数年前はよく友達とお花見と称して酒を飲みに行った。

行くスポットはきまって靖国神社だ。

会社を午後から休んで飯田橋周辺の酒屋でルービーと軽いつまみを買い込む。

靖国神社はいまでこそ分からないが、当時はゴザを無料で貸し出していた。

このゴザにどっかり座り、昼過ぎからルービーの缶を開けるのだ。

靖国の昼間はまだ人通りが少なく、境内の桜をゆっくり眺めることができる。

しだいに酔ってくると、ゴロンとゴザに寝転ぶ。

すると、真っ青な空と桜の白い花とのコントラストがとても美しいのだ。

こういうときは日常とはまったく違う気持ちになれる。

深い安堵感というか、天国のような平安な気持ちというか・・

友達とも余計なことは話さないで、この時間と空間を堪能するのだ。

今年は靖国には行けそうもないが、どこかで春を味わいたいものだ。


■昨夜は山本周五郎の名言集『泣き言はいわない』を眺めていた。

ちょっと自分が迷っているときや気持ちが落ち着かないときはよくこの本をめくる。

その中で、「世の中は、医療も、科学も、農業も、技術も、なにもかもが進歩する。それについていけない人もなかにはいる。そういう人を見捨ててはいけない」というような件があった。
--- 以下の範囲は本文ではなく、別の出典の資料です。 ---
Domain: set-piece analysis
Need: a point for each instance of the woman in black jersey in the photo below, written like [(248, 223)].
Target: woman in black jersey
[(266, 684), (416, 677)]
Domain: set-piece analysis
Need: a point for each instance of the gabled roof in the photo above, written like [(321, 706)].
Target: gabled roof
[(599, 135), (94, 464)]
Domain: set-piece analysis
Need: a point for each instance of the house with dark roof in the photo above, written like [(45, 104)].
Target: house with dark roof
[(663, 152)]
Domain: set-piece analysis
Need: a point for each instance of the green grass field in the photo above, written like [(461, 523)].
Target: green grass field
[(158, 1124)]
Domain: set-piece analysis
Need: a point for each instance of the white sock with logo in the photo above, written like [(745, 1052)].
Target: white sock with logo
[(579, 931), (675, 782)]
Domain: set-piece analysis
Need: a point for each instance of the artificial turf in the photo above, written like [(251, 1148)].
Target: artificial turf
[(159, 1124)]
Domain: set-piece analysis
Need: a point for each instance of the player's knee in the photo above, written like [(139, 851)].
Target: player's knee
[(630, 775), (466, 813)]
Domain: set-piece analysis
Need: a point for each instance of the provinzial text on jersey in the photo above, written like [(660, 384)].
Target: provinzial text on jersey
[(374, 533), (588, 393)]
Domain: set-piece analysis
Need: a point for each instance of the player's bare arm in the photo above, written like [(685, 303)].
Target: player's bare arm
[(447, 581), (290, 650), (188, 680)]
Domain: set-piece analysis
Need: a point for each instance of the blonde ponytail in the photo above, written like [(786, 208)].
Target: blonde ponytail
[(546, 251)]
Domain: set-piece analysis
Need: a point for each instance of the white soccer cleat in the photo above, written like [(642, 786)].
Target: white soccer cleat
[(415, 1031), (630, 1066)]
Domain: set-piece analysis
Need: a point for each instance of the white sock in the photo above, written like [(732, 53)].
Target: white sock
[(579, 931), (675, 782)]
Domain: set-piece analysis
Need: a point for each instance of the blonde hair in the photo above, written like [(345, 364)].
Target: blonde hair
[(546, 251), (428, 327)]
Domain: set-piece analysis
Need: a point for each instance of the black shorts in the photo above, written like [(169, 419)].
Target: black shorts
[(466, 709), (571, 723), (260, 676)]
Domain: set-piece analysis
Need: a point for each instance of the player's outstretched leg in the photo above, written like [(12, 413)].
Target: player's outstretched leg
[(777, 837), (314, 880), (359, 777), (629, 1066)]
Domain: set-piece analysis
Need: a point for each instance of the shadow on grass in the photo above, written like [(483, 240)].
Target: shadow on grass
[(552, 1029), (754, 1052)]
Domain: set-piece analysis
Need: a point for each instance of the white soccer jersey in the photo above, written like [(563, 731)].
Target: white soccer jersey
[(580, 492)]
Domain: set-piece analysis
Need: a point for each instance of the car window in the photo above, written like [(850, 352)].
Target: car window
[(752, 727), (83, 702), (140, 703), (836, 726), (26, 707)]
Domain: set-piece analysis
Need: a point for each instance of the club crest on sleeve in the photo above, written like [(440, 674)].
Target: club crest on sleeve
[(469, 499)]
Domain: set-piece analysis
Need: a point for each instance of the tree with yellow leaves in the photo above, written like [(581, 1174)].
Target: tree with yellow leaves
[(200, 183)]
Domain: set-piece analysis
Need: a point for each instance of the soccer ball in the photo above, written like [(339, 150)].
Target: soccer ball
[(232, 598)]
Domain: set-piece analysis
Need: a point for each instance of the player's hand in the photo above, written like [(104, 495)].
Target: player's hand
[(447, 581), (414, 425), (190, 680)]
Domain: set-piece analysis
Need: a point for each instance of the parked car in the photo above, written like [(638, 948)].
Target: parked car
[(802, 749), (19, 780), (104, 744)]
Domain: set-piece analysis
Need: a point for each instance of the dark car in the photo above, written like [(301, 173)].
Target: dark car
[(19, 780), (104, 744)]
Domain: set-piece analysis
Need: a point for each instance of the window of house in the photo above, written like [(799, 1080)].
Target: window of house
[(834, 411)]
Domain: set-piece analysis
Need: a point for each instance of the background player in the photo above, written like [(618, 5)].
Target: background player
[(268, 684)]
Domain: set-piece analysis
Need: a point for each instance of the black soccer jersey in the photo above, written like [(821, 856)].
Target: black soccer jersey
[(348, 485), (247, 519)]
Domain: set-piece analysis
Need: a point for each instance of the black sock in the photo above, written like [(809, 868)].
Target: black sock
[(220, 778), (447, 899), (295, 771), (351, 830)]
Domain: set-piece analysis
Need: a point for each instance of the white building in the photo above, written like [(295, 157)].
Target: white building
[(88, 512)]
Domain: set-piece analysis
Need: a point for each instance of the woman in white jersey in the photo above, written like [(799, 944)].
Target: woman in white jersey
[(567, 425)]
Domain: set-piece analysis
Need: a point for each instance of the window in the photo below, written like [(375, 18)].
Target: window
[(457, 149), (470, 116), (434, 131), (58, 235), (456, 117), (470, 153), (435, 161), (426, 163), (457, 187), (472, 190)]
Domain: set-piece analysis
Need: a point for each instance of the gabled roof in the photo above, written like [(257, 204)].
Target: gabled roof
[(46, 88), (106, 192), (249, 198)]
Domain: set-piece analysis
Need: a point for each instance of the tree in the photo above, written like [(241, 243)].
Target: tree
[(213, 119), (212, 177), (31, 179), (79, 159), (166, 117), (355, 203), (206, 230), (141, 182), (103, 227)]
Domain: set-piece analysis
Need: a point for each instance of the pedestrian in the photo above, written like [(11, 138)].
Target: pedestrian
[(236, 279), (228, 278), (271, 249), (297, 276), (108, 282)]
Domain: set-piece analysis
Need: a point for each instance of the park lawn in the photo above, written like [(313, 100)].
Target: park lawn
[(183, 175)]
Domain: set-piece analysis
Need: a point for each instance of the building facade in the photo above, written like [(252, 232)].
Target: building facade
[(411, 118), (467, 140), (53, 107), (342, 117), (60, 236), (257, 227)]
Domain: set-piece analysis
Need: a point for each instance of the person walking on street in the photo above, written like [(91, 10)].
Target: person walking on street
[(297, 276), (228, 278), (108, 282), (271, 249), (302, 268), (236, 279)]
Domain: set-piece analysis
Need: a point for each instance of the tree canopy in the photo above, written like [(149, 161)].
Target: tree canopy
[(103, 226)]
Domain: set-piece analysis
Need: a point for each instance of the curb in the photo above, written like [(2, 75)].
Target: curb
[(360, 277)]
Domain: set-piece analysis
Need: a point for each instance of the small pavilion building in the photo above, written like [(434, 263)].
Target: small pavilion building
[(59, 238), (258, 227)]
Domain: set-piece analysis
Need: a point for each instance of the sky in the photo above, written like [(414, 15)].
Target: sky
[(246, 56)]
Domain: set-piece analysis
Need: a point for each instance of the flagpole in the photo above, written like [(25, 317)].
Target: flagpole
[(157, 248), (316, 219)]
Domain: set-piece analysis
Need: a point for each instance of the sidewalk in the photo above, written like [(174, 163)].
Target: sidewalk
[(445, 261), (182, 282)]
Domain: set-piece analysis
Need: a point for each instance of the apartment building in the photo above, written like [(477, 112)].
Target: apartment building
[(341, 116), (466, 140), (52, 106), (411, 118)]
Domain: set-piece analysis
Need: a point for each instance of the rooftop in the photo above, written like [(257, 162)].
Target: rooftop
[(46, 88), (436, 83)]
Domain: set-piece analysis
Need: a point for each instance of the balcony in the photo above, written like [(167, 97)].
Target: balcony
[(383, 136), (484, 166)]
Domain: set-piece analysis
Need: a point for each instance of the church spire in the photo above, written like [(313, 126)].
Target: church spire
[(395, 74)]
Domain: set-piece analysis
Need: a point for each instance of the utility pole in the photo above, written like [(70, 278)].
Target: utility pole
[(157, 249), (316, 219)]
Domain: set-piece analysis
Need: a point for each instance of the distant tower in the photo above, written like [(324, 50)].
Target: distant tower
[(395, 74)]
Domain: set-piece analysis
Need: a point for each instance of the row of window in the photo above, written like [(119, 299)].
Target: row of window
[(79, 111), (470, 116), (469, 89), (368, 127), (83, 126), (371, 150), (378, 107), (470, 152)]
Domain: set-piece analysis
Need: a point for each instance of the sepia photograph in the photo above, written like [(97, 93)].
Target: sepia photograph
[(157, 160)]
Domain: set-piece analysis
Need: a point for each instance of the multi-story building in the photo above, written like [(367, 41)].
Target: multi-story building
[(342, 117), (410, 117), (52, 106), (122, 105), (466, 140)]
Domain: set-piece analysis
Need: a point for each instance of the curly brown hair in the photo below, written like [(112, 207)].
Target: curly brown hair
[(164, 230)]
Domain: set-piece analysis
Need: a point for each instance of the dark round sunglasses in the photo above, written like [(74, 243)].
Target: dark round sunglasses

そうなんだな。社会はあらゆるものが絶え間なく動き、進歩していくものだろう。

経済や科学技術、医療などは目に見えて進歩しているのが分かる。

しかし、目に見えずらいソフト面は同様な歩幅で進歩しているかどうか不明だ。

理想はどの分野でも同じような歩幅で進歩することだと思う。

そうでないと社会に歪(ひずみ)が生じてしまうのではないか。

今の日本はこの歪があるのだと思う。

理解不可能な刑事事件の多発さや、大人のモラル低下はまさにそうではないか。

心や精神の進歩が遅れているせいではないだろうか。